Potential assessment limitations of the present study should also be mentioned. It is important to demonstrate that the observed correlations between the traits are not due to the way the traits are measured. For example, if reading is necessary for the assessment of mathematics and general cognitive ability, then we would expect the traits to correlate simply for this reason. In our study, general cognitive ability was assessed over the telephone and reading was not involved in this assessment. Mathematics was assessed by teachers based on the pupil’s performance over the whole academic year, and it is unlikely that such measure can be seriously confounded by reading ability. Nonetheless, the use of teacher ratings for both mathematics and reading could inflate the overlap between them and with g if for example teachers’ ratings of mathematics and reading are influenced by their general impression of the children’s intelligence. For this reason, we are currently collecting data from children as well as teachers in order to directly test the validity of the teacher assessments and to enrich our findings.

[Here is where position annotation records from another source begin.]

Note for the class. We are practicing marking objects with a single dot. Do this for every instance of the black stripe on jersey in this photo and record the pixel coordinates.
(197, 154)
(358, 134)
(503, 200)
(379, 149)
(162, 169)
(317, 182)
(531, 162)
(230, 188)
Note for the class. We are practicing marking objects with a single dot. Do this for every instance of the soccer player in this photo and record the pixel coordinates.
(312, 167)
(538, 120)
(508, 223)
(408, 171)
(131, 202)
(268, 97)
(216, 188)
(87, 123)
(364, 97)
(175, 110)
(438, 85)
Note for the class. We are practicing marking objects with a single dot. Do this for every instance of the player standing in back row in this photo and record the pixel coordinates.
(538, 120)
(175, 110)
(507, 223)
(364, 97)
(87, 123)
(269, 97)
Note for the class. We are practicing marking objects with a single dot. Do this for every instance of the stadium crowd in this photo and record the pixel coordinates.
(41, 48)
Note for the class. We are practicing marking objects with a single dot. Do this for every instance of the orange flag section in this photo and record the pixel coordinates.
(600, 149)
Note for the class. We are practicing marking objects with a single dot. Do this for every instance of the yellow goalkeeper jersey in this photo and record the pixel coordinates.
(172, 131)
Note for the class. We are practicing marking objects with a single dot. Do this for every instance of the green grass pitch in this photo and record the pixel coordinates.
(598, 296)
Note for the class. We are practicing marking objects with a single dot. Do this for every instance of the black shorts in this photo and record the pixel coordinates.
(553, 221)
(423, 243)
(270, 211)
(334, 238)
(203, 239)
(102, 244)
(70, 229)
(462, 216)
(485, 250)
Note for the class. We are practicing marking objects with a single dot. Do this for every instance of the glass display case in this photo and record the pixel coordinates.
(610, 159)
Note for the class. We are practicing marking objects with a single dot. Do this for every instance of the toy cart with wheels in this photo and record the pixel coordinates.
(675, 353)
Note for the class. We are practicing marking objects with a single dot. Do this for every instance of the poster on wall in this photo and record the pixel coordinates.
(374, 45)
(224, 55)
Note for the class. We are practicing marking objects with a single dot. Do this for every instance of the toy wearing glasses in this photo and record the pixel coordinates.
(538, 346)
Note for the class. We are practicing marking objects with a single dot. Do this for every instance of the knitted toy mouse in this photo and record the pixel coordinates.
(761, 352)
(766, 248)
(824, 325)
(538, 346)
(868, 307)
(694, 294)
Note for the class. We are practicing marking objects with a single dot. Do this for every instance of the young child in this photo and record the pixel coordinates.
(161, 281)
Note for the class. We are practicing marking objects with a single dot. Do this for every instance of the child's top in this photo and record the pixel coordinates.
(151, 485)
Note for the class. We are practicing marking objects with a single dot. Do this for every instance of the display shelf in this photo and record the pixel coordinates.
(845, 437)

To conclude, the study reported here has contributed to understanding the etiology of individual differences in mathematical ability by conducting the first multivariate genetic analysis using the data on mathematics, reading and general verbal and nonverbal cognitive ability from a large population-based sample of twins. The results of this study can be used to inform future multidisciplinary investigations in this area aimed to clarify the genetic and environmental mechanisms that underlie individual differences in mathematical cognition. A better understanding of these mechanisms will have important implications for mathematics education as well as diagnosis and prevention of mathematical learning disability.